Her zamanki gibi kendimi iyi hissettirecek en güzel sözleri söylüyordu. Bu kez ben yaklaşıp dudaklarına bir öpücük kondurdum.
“İyiyim. Ve bir daha asla bana zarar gelmeyecek. Buna emin olabilirsin. Hadi sen git kurulan bende hazırlanayım. Bu odada çok bunaldım.”
Başı ile onayladıktan sonra odadan çıktı. Onun çıkması ile hizmetliler geldi ve kıyafetlerimi hazırlamaya başladılar.
“Prensesim, iyi olduğunuza çok sevindik. Sadece ben değil, saraydaki bütün görevliler adına konuşuyorum. Siz bizim en kıymetli hazinemizsiniz. Lütfen bundan sonra daha dikkatli olun.”
Bu hizmetli. Söylediği sözler ve söyleme biçimi tüylerimi diken diken etmişti. Bana bir şeyler anımsatmıştı. Düşünmeye çalıştım. Düşündükçe başım çatlayacak gibi oluyordu.
“Mary, bağla onu. Ağzını sımsıkı kapat. Unutma o bizim en kıymetli hazinemiz.” bu sözleri söyleyen kişi…
“Prenses Elizabeth, iyi misiniz?”
“DOKUNMA BANA!”
Elimi savurmam ile hizmetli kızın elindeki tepsi yere saçılmıştı. Gözümü yerdeki tepsiden kaldırıp kızın yüzüne baktım. Bu o değil! Ben, yanlış mı gördüm? Neler oluyor bana?
“P-prenses iyi misiniz? Ço-çok özür dilerim. Sizi korkutmak istememiştim. Majesteleri kraliçenin emrettiği gibi size yiyecek bir şeyler getirmiştim. Çok özür dilerim, buraları hemen temizliyorum. Siz lütfen yatağınızdan inmeyin. Cam parçaları ayaklarınızı kesebilir.”

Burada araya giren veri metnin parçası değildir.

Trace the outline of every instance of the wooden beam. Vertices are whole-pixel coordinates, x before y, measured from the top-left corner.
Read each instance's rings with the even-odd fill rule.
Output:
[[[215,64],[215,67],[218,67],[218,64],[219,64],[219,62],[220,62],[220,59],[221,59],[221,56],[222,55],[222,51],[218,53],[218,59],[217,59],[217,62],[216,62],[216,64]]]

Dehşet içine düşmüş ve korkmuştum. Mary adındaki kırmızı örgülü o hizmetçi. Ama yanındaki kimdi? Ona emir veren? Onu eski hayatımda tanıyordum ama hafızam bulanık. Düşünmeye çalıştıkça başıma ağrılar giriyordu. Bu yüzden vazgeçtim.
“Yiyeceklerimi bahçeye hazırlayın. Orada yiyeceğim.”
Giyinip odadan çıkınca Jacob’ın kuru saçlar ve ütülenmiş kıyafetlerle beni beklediğini gördüm.
“Bundan sonra odandan bahçeye çıkıyor olsan bile sana eşlik edeceğim.”
Nazikçe uzattığı elini tuttum. Ana salondan geçerken büyük büyük annemin duvarda asılı olan ihtişamlı portresine takıldı gözüm. Ailemizde tanrıça Helios’un güçlerine sahip olduğu bilinen son kişi oydu.
Efsaneye göre soyumuz güneş tanrıçası Helios’a dayanıyor. Güneşin gücüne sahip olan tanrıça ateşe hükmedebiliyordu. O zamanlar tanrılar diyarında yaşam süren Helios hiç olmayacak birine, Ay tanrısına âşık oluyor. Aşkları karşılıklı olup birbirlerine karşı koyamayınca günler geceler boyu birlikte oluyorlar. Ancak diğer tanrı ve tanrıçalar bunu öğrenip sinirlenince Helios’un çocuklarının hepsi zina çocuğu sayılarak ondan koparılıp dünyaya gönderiliyor. Böylece dünya daha önce hiç görülmemiş güçlere sahip insanlarla tanışıyor.
Gündüzleri ateşe, geceleri suya hükmeden bu insanlar zamanla farklı soylar ile evlilik yaptıkça bu güçleri azalmış ve kuşaktan kuşağa aktarılması zorlaşmış. En son bu güçlere sahip olduğu doğrulanan kişi büyük büyük annemdi. 4 kuşak geçmiş olmasına rağmen halen kimsede bu güçlerin açığa çıkmamış olması artık soyumuzun bittiği söylentilerinin yayılmasına neden olmuştu.
Ama artık biliyorum ki o güçler benim içimde yaşamaya devam ediyor. Artık kaderimi değiştirebilmek için ipler benim elimde. Hafızam biraz bulanıkta olsa da Tanrıçam Helios üzerine yemin ederim ki! geçmiş hayatımda bana eziyet eden herkesi bulup intikamımı alacağım.